Originally posted by Luke_Wolf View PostThere's a reason there's been no serious efforts to do this.
That said, if you are aiming for an inexpensive MPW project you aren't going to be making 8-core 4 GHz parts with it, but if the goal is full control of the implementation you should still be able to make some pretty useful parts.
The bigger challenge I see is that while we have a number of open source CPU designs the rest of the system / SOC doesn't seem to be in anywhere near as good a state.
Originally posted by Luke_Wolf View PostDon't be absurd. FPGAs and virtual processors are cute, but let's not play pretend that they're actually useful in these kinds of endeavours because their performance is absolute garbage. Nobody wants a GPU that can only manage 25FPS @ 720p, which are their own numbers at how terrible this thing really is. If there is no user interest because it is so garbage then consequently there will be no independent developer interest in any way that can be considered meaningful. Which means we come back to needing real ASICs, which are prohibitively expensive for even software developers to afford getting produced... which means we get back to this underlying problem that user driven open hardware rather than corporate driven open hardware (POWER, SPARC, RISC-V) is nothing more, and nothing less than a pipe dream that is unlikely to catch on in any meaningful sense. Though to be clear I don't think this is a bad thing any more than the fact that the Linux Kernel is really driven by corporations rather than individuals, just to a far less extreme.
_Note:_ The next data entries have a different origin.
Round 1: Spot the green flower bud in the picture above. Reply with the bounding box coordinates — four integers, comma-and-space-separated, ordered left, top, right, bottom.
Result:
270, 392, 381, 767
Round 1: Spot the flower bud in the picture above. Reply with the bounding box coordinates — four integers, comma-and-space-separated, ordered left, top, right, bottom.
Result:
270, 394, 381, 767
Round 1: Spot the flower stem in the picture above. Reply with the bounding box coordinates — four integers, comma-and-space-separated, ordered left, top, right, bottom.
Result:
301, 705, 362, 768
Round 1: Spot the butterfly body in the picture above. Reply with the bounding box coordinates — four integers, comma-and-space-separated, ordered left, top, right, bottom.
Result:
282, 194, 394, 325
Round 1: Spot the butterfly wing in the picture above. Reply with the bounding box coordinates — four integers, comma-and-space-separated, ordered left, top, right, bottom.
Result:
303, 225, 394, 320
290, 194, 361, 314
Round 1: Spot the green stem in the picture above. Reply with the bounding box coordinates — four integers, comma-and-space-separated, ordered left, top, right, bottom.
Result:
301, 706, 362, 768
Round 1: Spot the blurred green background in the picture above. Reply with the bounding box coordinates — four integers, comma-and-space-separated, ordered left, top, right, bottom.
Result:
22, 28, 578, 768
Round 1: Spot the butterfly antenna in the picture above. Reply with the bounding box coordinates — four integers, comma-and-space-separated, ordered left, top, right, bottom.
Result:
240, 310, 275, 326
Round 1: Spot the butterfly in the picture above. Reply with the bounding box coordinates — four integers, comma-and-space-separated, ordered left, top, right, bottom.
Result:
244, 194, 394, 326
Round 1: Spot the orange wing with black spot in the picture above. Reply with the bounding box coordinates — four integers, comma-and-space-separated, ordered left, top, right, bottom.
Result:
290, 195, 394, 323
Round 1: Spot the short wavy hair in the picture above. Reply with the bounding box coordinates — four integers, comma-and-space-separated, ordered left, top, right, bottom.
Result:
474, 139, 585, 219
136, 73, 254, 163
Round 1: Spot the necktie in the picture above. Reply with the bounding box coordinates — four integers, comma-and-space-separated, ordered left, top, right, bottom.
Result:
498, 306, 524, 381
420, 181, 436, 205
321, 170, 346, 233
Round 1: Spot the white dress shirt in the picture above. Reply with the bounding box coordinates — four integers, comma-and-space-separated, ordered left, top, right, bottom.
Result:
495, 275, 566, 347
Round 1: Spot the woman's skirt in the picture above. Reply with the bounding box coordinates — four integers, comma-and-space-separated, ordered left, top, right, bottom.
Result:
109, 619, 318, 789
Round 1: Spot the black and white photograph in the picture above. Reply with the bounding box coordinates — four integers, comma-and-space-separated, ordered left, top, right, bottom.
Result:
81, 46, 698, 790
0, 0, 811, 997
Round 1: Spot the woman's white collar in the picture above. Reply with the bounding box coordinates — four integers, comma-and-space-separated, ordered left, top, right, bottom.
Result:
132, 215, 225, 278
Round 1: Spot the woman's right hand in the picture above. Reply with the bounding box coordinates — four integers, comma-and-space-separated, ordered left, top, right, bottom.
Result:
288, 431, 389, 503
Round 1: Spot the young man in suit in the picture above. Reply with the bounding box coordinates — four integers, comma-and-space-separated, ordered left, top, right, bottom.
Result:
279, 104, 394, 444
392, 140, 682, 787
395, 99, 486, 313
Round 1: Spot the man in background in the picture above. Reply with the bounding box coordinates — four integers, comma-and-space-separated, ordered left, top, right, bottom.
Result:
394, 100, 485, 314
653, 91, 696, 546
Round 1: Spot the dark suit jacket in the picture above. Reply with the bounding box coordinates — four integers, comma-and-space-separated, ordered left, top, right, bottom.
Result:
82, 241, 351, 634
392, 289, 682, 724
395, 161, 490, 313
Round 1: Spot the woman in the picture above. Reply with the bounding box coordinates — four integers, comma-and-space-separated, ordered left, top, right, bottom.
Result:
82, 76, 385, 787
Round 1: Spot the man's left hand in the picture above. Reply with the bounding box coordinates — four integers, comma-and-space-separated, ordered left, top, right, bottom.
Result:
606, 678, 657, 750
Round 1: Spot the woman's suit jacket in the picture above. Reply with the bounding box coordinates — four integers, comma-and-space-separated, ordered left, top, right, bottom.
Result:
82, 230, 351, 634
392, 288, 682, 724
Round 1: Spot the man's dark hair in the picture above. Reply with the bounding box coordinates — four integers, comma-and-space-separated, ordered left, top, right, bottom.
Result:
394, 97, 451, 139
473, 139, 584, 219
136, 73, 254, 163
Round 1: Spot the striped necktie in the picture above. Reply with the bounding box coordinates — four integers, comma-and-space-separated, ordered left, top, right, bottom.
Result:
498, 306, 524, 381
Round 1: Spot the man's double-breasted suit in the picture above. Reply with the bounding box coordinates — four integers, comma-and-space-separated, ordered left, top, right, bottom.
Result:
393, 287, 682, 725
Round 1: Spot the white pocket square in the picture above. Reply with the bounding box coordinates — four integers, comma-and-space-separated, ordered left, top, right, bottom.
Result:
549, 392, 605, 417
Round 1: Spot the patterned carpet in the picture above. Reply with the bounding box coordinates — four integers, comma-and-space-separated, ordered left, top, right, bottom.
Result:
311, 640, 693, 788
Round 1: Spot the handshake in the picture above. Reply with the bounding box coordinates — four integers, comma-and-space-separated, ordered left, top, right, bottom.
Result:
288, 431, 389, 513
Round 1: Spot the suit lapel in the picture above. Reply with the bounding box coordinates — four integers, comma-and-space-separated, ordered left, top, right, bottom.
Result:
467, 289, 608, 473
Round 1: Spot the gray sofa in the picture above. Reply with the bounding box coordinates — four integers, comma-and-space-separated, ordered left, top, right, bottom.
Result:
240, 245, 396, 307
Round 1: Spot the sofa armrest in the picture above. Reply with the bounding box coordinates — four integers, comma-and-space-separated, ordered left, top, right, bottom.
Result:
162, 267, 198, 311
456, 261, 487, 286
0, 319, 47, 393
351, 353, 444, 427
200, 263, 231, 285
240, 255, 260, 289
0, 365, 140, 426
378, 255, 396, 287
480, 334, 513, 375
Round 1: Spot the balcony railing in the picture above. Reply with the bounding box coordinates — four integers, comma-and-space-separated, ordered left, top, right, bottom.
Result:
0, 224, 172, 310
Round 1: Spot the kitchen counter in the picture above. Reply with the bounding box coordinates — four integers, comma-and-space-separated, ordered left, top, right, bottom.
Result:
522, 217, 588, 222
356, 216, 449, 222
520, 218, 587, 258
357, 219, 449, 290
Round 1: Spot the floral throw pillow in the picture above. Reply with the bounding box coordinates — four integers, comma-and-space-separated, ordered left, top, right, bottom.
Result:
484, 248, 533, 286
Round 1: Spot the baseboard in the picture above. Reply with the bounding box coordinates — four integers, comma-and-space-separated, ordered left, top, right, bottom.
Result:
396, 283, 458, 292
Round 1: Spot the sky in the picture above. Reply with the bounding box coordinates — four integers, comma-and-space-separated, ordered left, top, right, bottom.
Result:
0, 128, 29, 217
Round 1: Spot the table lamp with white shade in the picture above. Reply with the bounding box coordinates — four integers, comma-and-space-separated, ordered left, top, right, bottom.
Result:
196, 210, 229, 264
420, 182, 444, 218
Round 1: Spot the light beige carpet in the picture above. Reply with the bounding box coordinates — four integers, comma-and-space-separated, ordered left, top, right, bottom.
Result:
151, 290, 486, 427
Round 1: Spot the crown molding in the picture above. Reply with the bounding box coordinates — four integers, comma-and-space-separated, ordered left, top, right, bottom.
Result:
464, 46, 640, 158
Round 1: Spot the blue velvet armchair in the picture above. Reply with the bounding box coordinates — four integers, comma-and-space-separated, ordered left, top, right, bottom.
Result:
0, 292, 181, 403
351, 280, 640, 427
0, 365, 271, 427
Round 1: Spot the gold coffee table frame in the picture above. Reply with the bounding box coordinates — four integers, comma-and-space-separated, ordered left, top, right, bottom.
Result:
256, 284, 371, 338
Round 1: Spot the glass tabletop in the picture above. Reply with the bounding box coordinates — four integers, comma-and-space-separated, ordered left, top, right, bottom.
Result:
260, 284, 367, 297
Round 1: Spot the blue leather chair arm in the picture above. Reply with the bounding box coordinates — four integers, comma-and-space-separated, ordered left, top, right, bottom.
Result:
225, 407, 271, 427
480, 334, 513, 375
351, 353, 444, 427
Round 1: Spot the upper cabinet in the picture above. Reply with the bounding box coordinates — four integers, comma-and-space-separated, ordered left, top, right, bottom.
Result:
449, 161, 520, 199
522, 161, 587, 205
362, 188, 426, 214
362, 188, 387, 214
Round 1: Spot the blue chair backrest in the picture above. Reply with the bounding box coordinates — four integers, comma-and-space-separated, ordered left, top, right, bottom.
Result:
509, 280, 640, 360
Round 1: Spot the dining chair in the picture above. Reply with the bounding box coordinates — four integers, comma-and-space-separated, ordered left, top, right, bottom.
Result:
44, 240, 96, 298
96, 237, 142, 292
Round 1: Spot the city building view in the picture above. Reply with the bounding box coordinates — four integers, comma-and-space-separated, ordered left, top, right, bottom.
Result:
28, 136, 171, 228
An FPGA implementing a random-logic CPU is probably never going to be competitive with a custom chip for volume production, but for developer work and even some production it's pretty handy.
I managed a small company that shipped FPGA-based graphics cards successfully for a number of years, although this was back in the early Macintosh days where acceleration requirements were very light, basically a 2D blitter. Even 30 years ago high end FPGAs were too expensive for volume production but the smaller parts on older processes were surprisingly cost-effective.
The same analogy applies for 3D printing of physical parts - compared to the cost of a volume produced part 3D printing is much more expensive, but it shines in places where the demand for volume produced parts does not exist or is not yet accessible.
Just to be clear, I would be really happy if low-cost personal ASIC production became a thing... in principle it is possible via direct electron-beam writing... but given where the current costs are in ASIC production it seems to me that ignoring multi-project wafers (with or without direct e-beam lithography) and FPGAs means missing out on a lot of opportunities.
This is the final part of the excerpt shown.